When you do use multiple exposure HDR an understanding of perception in person vs. a 2D rendering will help prevent your HDR shots winding up and bland looking as an flat-lit scene on foggy day with the viewer struggling to find a contrasting focal point -- the problem I see in a lot of HDR shots in which the photographer is more focused on the technique than effective delivery of the message.

I prefer to do blend manually from two exposures that cover the range of the scene because I usually don't want all the dark areas raised equally. That makes a photo a "sea of sameness". Instead I blend the tone and detail in a gradient from dark on the edges to lighter around the focal point to clue the brain of the viewer of that 2D rendering where to go in a way similar to how their narrow DOF vision and attraction to contrast would cause their brain to filter and forget out the less important stuff as the "tunnel" in perceptually on the areas which contrast with the background and attract their eyes.

I've been doing that for 40 years. First with the zone system in B&W, then working at National Geographic where I made full range tri-tone reproductions from an original Edward Curtis portfolio. Later, managing USIA's printing plant I had the pleasure of working with a dozen original Adams prints and making full range double impression (on press) duotones which reproduces the tonality and detail of the originals to the extent the halftone process could. To do that I used a process identical to HDR with one plate exposed for the highlights, another for the shadow detail with the two blended together with the gradient of the screening process.

LilleyMotor

It is contrast gradients of various types which provide clues to the viewer's brain about where to send their eyes in a photo. Making the overall tonal range seem real requires creating a perceptual benchmark and frame of reference by retaining some solid black voids where the viewer would logically expect them to anchor the shadow perception and retaining the contrast between a specular reflection on the solid surface of a white object - both at the same time. That's easy to do indoors with flash by using fill to lift the shadows to were the camera can record detail then overlapping a key light and raising its power until the specular highlight on a white object like a towel clip (255 eye dropper values) but the solid white objects don't (250 values). Flash can also be used that way outdoors by composing the main center of interest in the foreground within its range and matching the ambient light. But for landscapes the limited range of the sensor requires either two blended exposures, or some clever manipulation of the viewers perception by making the 3/4 tones lighter and creating the illusion of more detail.

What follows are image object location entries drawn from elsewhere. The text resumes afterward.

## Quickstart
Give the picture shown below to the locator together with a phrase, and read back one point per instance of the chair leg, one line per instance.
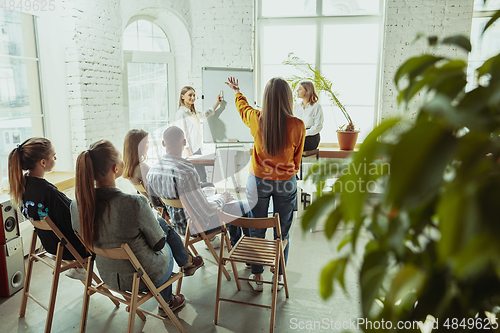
(86, 296)
(275, 290)
(27, 280)
(283, 268)
(53, 291)
(216, 257)
(179, 283)
(173, 318)
(220, 264)
(97, 280)
(133, 304)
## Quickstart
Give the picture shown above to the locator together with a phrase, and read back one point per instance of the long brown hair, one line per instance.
(131, 156)
(184, 90)
(276, 109)
(92, 165)
(25, 157)
(311, 95)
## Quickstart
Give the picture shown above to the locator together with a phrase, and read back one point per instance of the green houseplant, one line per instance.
(433, 235)
(347, 134)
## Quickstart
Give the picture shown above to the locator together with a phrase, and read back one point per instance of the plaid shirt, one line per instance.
(174, 176)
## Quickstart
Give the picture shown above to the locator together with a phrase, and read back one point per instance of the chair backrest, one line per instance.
(48, 224)
(246, 222)
(176, 203)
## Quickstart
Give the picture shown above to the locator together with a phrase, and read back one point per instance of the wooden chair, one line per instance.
(251, 250)
(189, 241)
(58, 265)
(133, 299)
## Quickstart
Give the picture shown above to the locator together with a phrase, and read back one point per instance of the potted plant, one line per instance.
(432, 249)
(346, 134)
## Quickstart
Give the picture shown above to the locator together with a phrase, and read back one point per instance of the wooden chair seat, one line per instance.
(134, 298)
(258, 251)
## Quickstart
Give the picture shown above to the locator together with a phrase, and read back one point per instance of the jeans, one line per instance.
(175, 243)
(167, 292)
(200, 168)
(284, 196)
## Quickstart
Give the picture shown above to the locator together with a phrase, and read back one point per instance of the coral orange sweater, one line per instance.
(283, 166)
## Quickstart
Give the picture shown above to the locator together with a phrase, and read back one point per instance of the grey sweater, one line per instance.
(130, 220)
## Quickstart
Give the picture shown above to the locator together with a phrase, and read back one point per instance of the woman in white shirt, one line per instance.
(190, 122)
(310, 112)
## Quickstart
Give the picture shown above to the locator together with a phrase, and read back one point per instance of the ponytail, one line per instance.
(92, 165)
(25, 157)
(16, 177)
(85, 196)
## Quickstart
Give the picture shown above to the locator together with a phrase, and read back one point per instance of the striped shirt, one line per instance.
(174, 176)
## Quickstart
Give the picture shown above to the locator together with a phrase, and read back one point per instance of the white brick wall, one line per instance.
(93, 67)
(404, 19)
(213, 33)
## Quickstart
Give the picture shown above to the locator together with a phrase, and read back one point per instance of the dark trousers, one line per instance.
(311, 142)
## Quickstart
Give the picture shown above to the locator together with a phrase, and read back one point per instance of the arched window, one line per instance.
(148, 75)
(143, 35)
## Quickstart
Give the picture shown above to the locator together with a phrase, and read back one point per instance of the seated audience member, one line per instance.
(38, 198)
(174, 176)
(135, 150)
(106, 217)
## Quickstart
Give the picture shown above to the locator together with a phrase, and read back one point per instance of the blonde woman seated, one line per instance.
(106, 217)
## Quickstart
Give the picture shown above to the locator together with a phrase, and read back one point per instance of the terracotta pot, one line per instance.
(347, 140)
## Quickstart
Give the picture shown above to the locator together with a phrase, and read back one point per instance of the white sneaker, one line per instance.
(256, 286)
(215, 243)
(77, 273)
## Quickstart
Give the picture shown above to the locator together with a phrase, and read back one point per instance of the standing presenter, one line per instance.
(310, 112)
(190, 122)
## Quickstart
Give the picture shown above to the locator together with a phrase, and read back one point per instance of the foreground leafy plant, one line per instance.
(433, 236)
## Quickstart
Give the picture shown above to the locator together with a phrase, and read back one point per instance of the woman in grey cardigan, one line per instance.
(106, 217)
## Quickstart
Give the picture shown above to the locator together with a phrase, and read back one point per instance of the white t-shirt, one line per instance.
(311, 115)
(191, 125)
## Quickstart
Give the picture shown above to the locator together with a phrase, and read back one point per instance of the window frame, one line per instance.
(320, 21)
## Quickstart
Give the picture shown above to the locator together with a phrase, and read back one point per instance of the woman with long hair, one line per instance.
(37, 198)
(135, 150)
(278, 145)
(106, 217)
(310, 112)
(190, 122)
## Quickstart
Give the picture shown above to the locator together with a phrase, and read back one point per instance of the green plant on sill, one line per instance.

Today with 14-bit capture and longer range sensors find that in most cases with a single RAW exposure from my 50D and the controls in ACR I can lighten the recorded shadow detail in the 3/4 tones to the point it looks like there is more detail PERCEPTUALLY as if I blended two exposures. Not the same technically, but good enough to fool the brain of the viewer and much less work.

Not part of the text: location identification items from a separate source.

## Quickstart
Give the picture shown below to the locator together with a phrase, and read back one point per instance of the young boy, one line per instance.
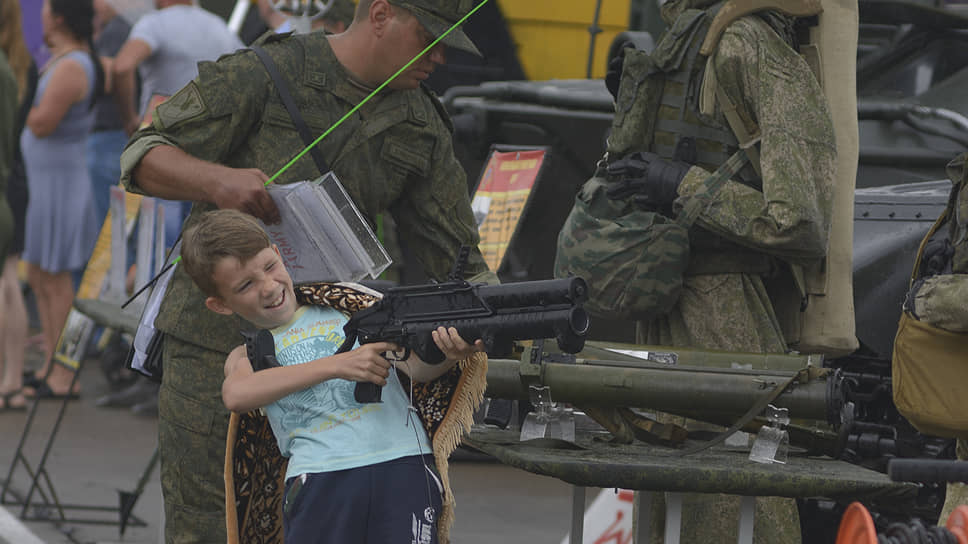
(356, 472)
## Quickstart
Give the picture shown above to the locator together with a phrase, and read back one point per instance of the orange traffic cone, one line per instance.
(857, 526)
(958, 524)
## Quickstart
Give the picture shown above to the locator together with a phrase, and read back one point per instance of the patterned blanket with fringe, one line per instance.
(255, 470)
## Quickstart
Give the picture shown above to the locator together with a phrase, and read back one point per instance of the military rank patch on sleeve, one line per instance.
(184, 105)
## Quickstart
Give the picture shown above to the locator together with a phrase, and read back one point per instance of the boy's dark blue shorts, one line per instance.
(396, 502)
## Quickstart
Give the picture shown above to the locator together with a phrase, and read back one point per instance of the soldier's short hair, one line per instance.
(216, 235)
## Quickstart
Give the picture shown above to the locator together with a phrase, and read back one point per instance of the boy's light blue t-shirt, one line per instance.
(323, 428)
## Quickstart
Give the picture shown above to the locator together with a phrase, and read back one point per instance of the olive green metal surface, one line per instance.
(595, 463)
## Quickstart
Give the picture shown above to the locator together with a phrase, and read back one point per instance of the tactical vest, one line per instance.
(659, 95)
(658, 109)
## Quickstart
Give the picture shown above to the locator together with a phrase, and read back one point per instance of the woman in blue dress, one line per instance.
(61, 224)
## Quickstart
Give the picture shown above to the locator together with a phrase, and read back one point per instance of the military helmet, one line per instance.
(437, 16)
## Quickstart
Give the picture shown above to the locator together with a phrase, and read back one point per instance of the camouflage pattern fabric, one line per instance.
(341, 11)
(634, 259)
(395, 154)
(945, 293)
(786, 217)
(192, 421)
(940, 300)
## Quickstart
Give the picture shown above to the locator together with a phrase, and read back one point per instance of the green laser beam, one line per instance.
(336, 124)
(369, 96)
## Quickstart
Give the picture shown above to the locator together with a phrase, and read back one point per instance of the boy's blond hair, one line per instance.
(216, 235)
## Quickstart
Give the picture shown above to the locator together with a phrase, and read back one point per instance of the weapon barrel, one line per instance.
(567, 325)
(687, 391)
(567, 291)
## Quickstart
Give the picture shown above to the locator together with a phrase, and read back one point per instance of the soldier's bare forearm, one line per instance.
(170, 173)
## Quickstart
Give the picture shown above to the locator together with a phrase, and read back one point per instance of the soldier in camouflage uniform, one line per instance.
(738, 292)
(939, 299)
(215, 140)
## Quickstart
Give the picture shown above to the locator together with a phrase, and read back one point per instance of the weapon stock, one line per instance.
(497, 314)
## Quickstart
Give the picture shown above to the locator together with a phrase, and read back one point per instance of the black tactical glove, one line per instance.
(613, 74)
(652, 182)
(936, 258)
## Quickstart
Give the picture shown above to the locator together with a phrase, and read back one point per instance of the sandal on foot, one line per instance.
(43, 391)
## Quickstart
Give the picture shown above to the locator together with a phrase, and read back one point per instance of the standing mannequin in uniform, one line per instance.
(738, 283)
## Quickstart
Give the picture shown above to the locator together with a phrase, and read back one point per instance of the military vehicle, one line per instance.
(911, 71)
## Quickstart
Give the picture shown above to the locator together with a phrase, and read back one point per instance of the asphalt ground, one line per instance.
(99, 452)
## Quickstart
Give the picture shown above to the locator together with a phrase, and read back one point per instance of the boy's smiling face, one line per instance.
(260, 290)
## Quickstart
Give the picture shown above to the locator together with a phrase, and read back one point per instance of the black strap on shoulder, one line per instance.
(291, 107)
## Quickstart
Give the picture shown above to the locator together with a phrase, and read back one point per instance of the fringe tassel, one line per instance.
(460, 416)
(228, 474)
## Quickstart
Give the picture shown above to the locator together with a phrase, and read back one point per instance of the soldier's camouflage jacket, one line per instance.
(394, 154)
(755, 223)
(739, 244)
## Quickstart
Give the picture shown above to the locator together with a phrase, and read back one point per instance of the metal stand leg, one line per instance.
(642, 517)
(577, 514)
(49, 505)
(747, 511)
(673, 518)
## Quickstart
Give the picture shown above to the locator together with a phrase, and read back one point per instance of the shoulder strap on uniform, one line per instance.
(439, 107)
(734, 9)
(291, 107)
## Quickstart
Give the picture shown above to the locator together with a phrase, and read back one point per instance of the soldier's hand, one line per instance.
(651, 181)
(245, 190)
(454, 347)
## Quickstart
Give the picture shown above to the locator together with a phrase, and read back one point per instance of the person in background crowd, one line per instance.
(61, 225)
(336, 19)
(13, 319)
(107, 141)
(164, 47)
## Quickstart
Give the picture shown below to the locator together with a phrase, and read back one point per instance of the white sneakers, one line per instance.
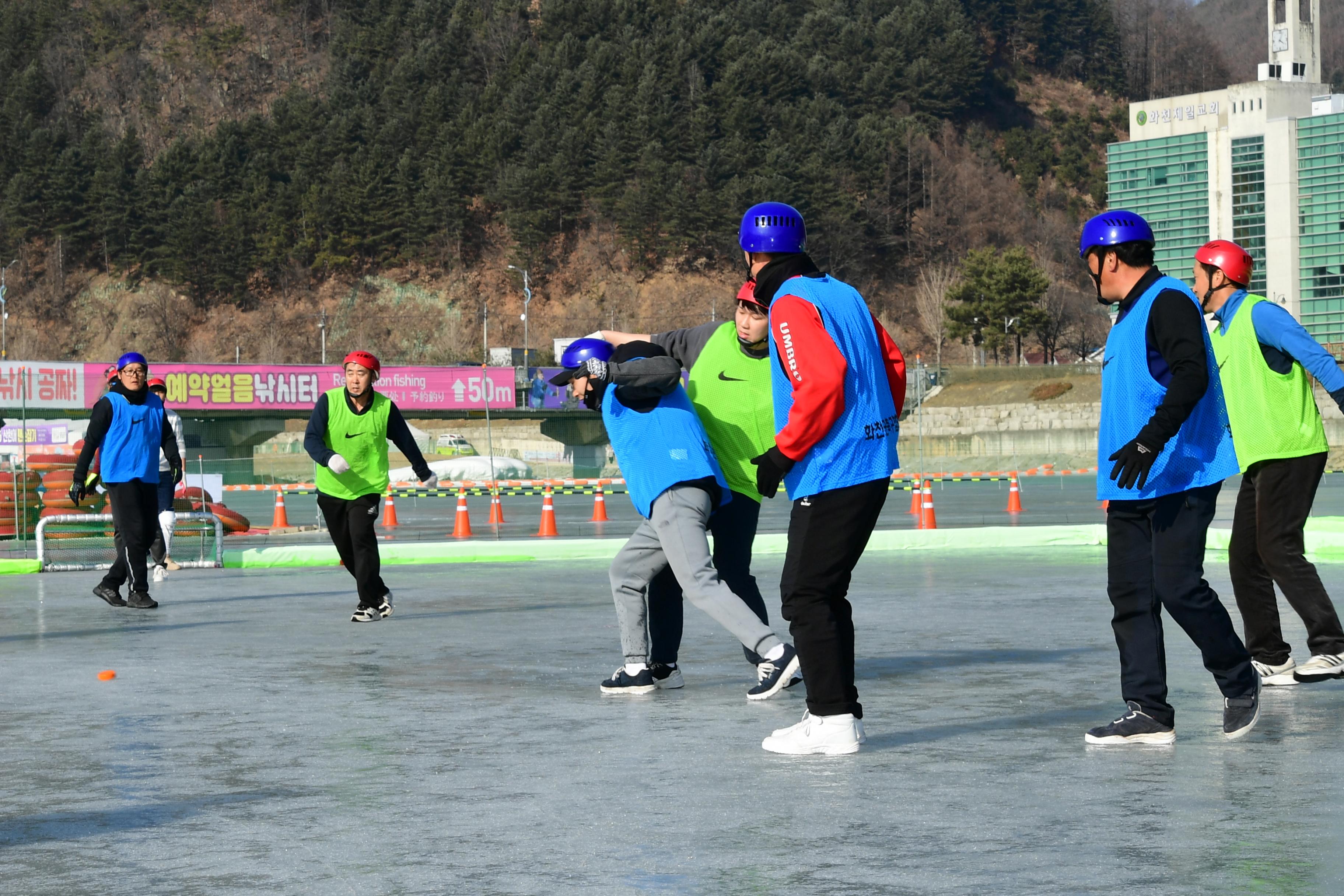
(1276, 676)
(827, 735)
(1320, 667)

All facsimile reproduction is an optical illusion with the goal of making a viewer suspend reality around them, focus on what is in the frame, and tricking their brains with lighting created 2D contrast patterns into thinking the content is 3D. Creating an interesting visual narrative starts with a good "punchline" but the effectiveness in delivering it rests on the clues provided to help them find it, how long they dwell on it, and whether or not they are distracted somewhere else and forget it. Those goals won't be met effectively by creating a sea of tonal sameness, which is what can happen in an over the top HDR shot, so use it judiciously with the broader goal of delivering your message and creating an emotional reaction in mind. Reacting to technique rather than content and delivery becomes a gimmick and gimmicks come and go because once seen they lose their novelty. Over the long haul work like that of Adams' form of HDR with negative and print is effective because you aren't even aware it was used or that the photographic process had any technical limitations which needed to be overcome.